Things are getting a little tense between neighboring Native American tribes in Sonoma County, where the Federated Indians of Graton Rancheria are none too pleased about another tribe moving in on their turf.
SFist reported last week on the proposed $600 million Shiloh Casino and Resort outside Santa Rosa, which would represent the first establishment of a sovereign land base for the Koi Nation tribe of the Pomo people in the county. The tribe said in their announcement that the tribe had "struggle[d] harder than almost any other tribe in California to re-establish our sovereignty," and the casino plan south of Windsor would be an important first step.
But the Federated Indians of Graton Rancheria, the tribe behind Graton Resort & Casino in Rohnert Park, don't think it's right that the Koi Nation should be allowed to establish a land base in a county where they did not historically live. They refer to this as "reservation shopping," and they contend that if the Koi Nation wants a casino, they should build it in Lake County, where their people once lived.
"The consensus among ethnohistorians is that the Koi Nation’s ancestral roots are in the Lower Lake area of Lake County," says Greg Sarris, chairman of the Federated Indians of Graton Rancheria. "In 1916, the federal government acquired a rancheria for the Koi Nation in Lake County. In fact, the Koi Nation was previously known as 'Lower Lake Rancheria,' a reflection of its geographic and cultural ties to the area, but changed its name in 2012, amid prior attempts to acquire a gaming site in the Bay Area.
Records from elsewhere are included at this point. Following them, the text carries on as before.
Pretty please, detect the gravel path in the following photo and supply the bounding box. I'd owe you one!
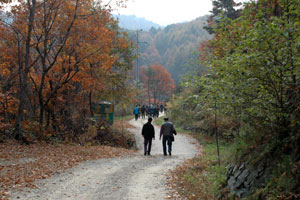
[11,119,199,200]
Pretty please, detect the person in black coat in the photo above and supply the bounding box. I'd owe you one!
[142,117,155,155]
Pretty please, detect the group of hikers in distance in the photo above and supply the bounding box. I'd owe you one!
[133,104,177,156]
[133,104,166,120]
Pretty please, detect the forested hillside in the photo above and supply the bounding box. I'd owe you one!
[168,0,300,200]
[114,15,161,31]
[125,16,212,83]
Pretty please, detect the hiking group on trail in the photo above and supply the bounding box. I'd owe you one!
[133,104,166,120]
[142,117,177,156]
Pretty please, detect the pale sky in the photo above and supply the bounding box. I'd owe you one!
[110,0,212,26]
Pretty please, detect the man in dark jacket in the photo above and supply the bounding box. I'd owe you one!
[159,118,177,156]
[142,117,155,155]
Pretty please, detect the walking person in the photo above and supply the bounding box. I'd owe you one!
[133,105,139,121]
[142,117,155,156]
[159,117,177,156]
[141,105,146,119]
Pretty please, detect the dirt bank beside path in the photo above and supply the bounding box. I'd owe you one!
[11,119,199,200]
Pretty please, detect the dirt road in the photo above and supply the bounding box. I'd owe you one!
[11,119,199,200]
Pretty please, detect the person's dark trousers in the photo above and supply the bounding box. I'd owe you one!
[144,138,152,155]
[163,135,172,155]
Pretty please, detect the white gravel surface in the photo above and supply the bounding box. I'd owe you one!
[11,119,199,200]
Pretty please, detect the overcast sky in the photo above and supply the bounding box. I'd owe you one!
[115,0,212,26]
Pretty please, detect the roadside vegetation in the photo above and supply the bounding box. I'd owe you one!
[168,0,300,199]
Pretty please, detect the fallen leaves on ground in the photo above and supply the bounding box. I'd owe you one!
[0,141,133,199]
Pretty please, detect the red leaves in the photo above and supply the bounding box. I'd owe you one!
[0,141,131,199]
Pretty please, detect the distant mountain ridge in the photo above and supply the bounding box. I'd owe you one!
[114,15,163,31]
[127,16,212,83]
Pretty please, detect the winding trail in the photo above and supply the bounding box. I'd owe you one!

Sarris goes on to say the Koi Nation has "never been associated with Sonoma County, linguistically or culturally," and he says this with some authority as a professor who has "worked closely with renowned ethnohistorians and linguists."
The Koi Nation acknowledged in their earlier announcement that their tribe originated on an island in Clear Lake. But, they said, they have been largely landless for the last 150 years, and many of their people had resettled in the Russian River area.
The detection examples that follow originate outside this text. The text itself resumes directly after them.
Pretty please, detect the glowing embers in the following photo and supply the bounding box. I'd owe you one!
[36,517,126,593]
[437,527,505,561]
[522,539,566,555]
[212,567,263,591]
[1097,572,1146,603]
But it sounds like there will be more pushback to come about the Koi Nation's chosen site, a 68-acre former winery on East Shiloh Road, just north of Santa Rosa near Highway 101.
Sarris notes "this is not the Koi Nation’s first attempt at reservation shopping," and he points to the tribe's attempt in the early 2000s to acquire a casino site near Oakland Airport, and another failed attempt to establish a reservation and casino on Mare Island in Vallejo.
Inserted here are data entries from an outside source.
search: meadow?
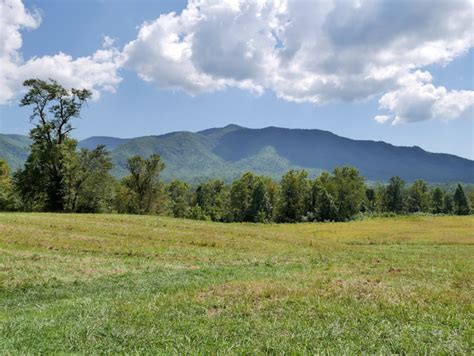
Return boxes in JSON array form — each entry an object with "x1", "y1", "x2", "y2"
[{"x1": 0, "y1": 213, "x2": 474, "y2": 354}]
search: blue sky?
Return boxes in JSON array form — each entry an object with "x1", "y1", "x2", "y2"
[{"x1": 0, "y1": 0, "x2": 474, "y2": 159}]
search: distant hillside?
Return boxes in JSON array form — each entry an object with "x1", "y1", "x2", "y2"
[
  {"x1": 79, "y1": 136, "x2": 129, "y2": 150},
  {"x1": 0, "y1": 125, "x2": 474, "y2": 183}
]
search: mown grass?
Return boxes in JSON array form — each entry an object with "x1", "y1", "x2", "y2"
[{"x1": 0, "y1": 214, "x2": 474, "y2": 354}]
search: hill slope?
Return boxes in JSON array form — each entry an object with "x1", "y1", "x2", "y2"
[{"x1": 0, "y1": 125, "x2": 474, "y2": 183}]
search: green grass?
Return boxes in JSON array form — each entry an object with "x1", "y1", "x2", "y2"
[{"x1": 0, "y1": 214, "x2": 474, "y2": 354}]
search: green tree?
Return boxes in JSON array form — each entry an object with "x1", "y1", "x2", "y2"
[
  {"x1": 326, "y1": 166, "x2": 366, "y2": 221},
  {"x1": 249, "y1": 178, "x2": 273, "y2": 222},
  {"x1": 123, "y1": 154, "x2": 165, "y2": 214},
  {"x1": 453, "y1": 184, "x2": 471, "y2": 215},
  {"x1": 0, "y1": 158, "x2": 17, "y2": 211},
  {"x1": 365, "y1": 188, "x2": 377, "y2": 212},
  {"x1": 279, "y1": 169, "x2": 310, "y2": 222},
  {"x1": 443, "y1": 193, "x2": 454, "y2": 214},
  {"x1": 66, "y1": 145, "x2": 113, "y2": 213},
  {"x1": 407, "y1": 179, "x2": 430, "y2": 213},
  {"x1": 230, "y1": 172, "x2": 257, "y2": 221},
  {"x1": 193, "y1": 179, "x2": 231, "y2": 221},
  {"x1": 431, "y1": 187, "x2": 444, "y2": 214},
  {"x1": 383, "y1": 177, "x2": 405, "y2": 214},
  {"x1": 166, "y1": 180, "x2": 192, "y2": 218},
  {"x1": 15, "y1": 79, "x2": 91, "y2": 211}
]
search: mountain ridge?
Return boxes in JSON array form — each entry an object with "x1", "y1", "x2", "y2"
[{"x1": 0, "y1": 124, "x2": 474, "y2": 183}]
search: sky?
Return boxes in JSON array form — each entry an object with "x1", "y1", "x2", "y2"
[{"x1": 0, "y1": 0, "x2": 474, "y2": 159}]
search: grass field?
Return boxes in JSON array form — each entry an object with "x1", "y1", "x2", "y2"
[{"x1": 0, "y1": 214, "x2": 474, "y2": 354}]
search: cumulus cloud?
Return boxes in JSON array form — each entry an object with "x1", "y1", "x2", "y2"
[
  {"x1": 0, "y1": 0, "x2": 474, "y2": 124},
  {"x1": 123, "y1": 0, "x2": 474, "y2": 123},
  {"x1": 0, "y1": 0, "x2": 121, "y2": 104}
]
"The Koi Nation now seems to be reviving its attempt to gain access to the Bay Area market through its most recent application for the Shiloh Road site," Sarris says in his statement. "This effort ignores federal law requiring restored tribes to demonstrate a significant historical connection to the lands on which they propose to game."
The Koi Nation, which has about 90 members at present, gained federal recognition through a court ruling two years. That recognition allows them to establish a sovereign land base, but that may not end up being here.
Update: The Koi Nation has issued a statement in response to the attack from Graton Rancheria:
"The Russian River Valley is home to a number of Pomo tribes, including the Koi Nation. When Graton Rancheria sought to establish its economic independence by purchasing land to build a casino, the Koi supported their Pomo brethren. The Koi Nation asks for the same mutual respect as we seek the same road to economic independence on our land, in our historic area, from all those who are part of the larger tribal community.
“We reached out to our Graton Rancheria brethren earlier this week to let them know about our plans. In fact, we offered them a partnership role in our project. Rather than responding in kind to the Koi Nation, they chose instead to reply through the media via a news release that regrettably paints an inaccurate picture of the Koi Nation.
“Our Tribe and its people have lived in the region that includes Lake County and Sonoma County for thousands of years. There is irrefutable historic evidence that demonstrates this fact. Our land is within our tribal territory, and we are within our sovereign rights to build a resort and casino on the land. Using the term reservation shopping to describe our land is both inappropriate and offensive, and we would hope Mr. Sarris will reconsider and retract his words."